4. Be Thoughtful with Blocking and Layout

Spatial variability is inevitable in field trials. Proper blocking and plot layout control for that variability, making comparisons reliable.

• Align replication blocks to account for identifiable gradients in soil texture, water holding capacity, drainage, nutrient status, and organic matter.

• Consider plot size, length, and orientation. Small plots are often effective for screening large numbers of treatments, but may be prone to variability. Field-scale plots reduce variation, enabling confident detection of smaller yield differences, but force focus on fewer treatments.

• Incorporate crop buffers to prevent edge effects and drift effects. 

• Flag perimeter corners and stake individual plots with rep, plot, and treatment numbers.  Re-stake as needed when field operations destroy stakes.

• Leverage precision tools such as RTK guidance for consistent product placement with a plot, to establish uniform plot lengths, and to mark plots for reproducibility if stakes are destroyed.

This attention to detail ensures trial integrity from planting to harvest and controls variability, without adding unnecessary complexity.

5. Execute with Precision

Trial execution is where planning meets the field. Each operational step directly influences the final data quality and interpretability:

• Verify calculations and calibrate equipment.

• Maintain uniform planting depth, spacing, and plant stands.

• Control weeds and pests in a consistent manner.

• Keep alleys and plot boundaries clear and well-maintained.

Meticulous execution ensures that the treatment effects are measurable and meaningful, and that results can be interpreted with confidence.

6. Correctly Assess Crop Growth Stages

Timing is critical throughout the season for a successful trial.  Applications must align closely with plant development to ensure product effectiveness and reduce risk of injury.  For example, foliar fungicide timing in wheat must align to growth stage Feeke’s 10.5.1, which is the period just prior to peak infection of Fusarium head blight.  Crop assessments and sample collection must be done at the right growth stage to maximize relevance of the data.  For example, tissue leaf nitrogen is best calibrated to standards when collected from the ear leaf at growth stage VT in corn. 

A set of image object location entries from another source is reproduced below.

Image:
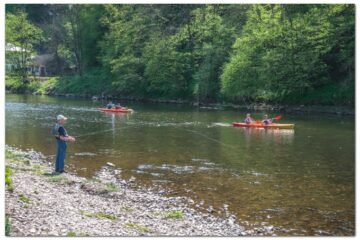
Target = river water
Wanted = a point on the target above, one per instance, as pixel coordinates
(301, 181)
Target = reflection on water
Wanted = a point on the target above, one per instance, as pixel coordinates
(300, 180)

• Never guess or use plant height as a surrogate measure. 

• Instead, refer to standardized scales such as BBCH or established guides such as PMR 1009 from Iowa State University for consistent growth staging.

• Record an accurate growth stage for all applications and assessments.

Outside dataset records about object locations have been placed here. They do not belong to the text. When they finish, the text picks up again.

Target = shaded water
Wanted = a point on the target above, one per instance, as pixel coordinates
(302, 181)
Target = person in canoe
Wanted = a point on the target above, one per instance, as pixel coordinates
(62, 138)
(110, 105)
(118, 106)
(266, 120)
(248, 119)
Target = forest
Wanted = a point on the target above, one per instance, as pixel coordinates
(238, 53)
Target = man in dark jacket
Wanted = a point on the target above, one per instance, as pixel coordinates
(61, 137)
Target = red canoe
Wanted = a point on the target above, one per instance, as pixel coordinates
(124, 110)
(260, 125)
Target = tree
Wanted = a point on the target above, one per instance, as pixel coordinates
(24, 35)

Correct timing prevents misinterpretation and makes data commercially actionable.

7. Maintain Transparent, Two-Way Communication

Communication is often the differentiator between trials that produce results and trials that leave questions. At Field Hawk, we emphasize:

• Confirming protocol understanding before going to the field.

• Reporting deviations or unusual observations immediately.

• Summarizing field operations and data in a structured, client-ready format.

• Adapting to the client’s preferred communication style and cadence.

Structured, transparent communication ensures that clients understand what happened, why, and how the results should inform decisions. Candid feedback and honesty also enables continuous improvement for future trials. Communication is so important that we will unpack it further in a future post.

Conclusion

Field efficacy trials succeed when design, execution, and communication work together. These seven factors — approached collaboratively and executed with precision — consistently deliver data clients can trust and insights they can act on.

By focusing on fundamental, practical steps and clear, honest dialogue, Field Hawk ensures that every trial is both scientifically rigorous and commercially meaningful.